Excellent point. We have now added a paragraph about cancer-associated fibroblasts as suppliers of energy-rich nutrients to cancer cells, lines 115-121. We also added two references (# 40 and 41).

3) Are there in literature orgaonoid models showing data about androgen signalling and lipid metabolism?

Organoids are becoming the preferred model for cancer studies. We agree with the reviewer that we needed to consider it. Interestingly, we only found two recent references focused on organoids, lipids androgen signaling. We have added these to the manuscript (references #42 and 43, line 121).

4) Line 247: "The synthesis and use of lipids in PCa cells is regulated by androgens". A figure will be appreciated.
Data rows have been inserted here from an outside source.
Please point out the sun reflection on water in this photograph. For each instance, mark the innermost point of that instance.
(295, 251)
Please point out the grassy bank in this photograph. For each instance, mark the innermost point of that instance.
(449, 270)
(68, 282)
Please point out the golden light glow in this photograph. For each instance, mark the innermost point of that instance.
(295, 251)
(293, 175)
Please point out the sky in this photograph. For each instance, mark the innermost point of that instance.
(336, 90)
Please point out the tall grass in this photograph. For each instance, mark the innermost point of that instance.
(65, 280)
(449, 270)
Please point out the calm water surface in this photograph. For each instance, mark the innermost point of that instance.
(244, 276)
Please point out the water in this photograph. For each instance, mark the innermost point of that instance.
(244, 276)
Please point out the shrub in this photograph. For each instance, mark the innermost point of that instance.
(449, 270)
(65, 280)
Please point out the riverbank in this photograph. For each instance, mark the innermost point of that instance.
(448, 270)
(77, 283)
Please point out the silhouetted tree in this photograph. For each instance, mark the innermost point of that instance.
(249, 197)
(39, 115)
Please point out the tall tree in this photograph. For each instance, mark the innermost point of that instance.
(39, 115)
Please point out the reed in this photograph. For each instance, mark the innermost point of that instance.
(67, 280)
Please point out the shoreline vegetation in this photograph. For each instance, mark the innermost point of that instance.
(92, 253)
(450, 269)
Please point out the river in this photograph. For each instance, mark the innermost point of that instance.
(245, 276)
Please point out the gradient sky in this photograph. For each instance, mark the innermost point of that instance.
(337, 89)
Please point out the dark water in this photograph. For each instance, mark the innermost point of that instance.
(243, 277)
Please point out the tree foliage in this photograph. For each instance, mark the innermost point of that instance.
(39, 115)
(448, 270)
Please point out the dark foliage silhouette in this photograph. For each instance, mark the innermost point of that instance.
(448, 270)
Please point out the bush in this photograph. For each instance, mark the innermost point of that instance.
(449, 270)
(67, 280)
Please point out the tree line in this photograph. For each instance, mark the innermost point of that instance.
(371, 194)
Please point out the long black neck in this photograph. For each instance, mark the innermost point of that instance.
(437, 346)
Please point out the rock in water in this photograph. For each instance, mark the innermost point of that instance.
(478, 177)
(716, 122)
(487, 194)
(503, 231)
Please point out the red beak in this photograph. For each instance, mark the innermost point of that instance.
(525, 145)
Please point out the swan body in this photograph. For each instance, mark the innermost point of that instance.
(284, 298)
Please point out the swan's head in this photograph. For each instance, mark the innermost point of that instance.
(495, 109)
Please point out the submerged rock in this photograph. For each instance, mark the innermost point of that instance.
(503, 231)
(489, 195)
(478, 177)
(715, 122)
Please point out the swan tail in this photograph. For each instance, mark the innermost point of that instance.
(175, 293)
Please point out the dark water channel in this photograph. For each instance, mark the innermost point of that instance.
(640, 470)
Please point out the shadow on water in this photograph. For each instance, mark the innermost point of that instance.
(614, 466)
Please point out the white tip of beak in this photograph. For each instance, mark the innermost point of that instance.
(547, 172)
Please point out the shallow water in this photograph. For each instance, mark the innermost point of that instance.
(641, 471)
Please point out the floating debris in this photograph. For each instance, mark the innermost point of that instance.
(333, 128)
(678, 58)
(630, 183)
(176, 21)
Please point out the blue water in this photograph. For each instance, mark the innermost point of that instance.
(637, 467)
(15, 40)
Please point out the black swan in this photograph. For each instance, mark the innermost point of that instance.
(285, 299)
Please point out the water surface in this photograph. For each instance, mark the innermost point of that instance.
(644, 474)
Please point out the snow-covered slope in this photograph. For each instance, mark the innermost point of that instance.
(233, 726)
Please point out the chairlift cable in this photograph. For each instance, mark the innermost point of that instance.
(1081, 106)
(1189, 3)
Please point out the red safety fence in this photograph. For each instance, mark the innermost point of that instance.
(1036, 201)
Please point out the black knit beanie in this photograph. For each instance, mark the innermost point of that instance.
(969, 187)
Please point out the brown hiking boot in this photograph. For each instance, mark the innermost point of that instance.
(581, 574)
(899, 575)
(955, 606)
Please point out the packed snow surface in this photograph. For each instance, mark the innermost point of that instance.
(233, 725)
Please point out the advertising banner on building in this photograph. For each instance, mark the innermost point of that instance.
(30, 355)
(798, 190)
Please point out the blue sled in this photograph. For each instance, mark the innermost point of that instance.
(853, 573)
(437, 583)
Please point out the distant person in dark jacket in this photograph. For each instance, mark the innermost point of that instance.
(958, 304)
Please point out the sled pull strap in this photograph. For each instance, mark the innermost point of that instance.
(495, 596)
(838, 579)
Thanks for the suggestion. We have discussed this comment with our group, and we will likely work on another review article focused on molecular aspects of androgen-regulated metabolism. For the theme of the present review, we feel Figure 1 shows the connection between lipid synthesis and utilization and androgens. Lines 280 and beyond talk about this relationship.

5) Another question is: authors cite exosomes. The data in literature about exosomes and lipid in cancer are confined only to those reported in this review?

We agree. This was insufficient. We have now added three more references to Table 2 supporting the roles of exosomes in lipid delivery, including a recent study with lipids in human urinary exosomes (ref # 60).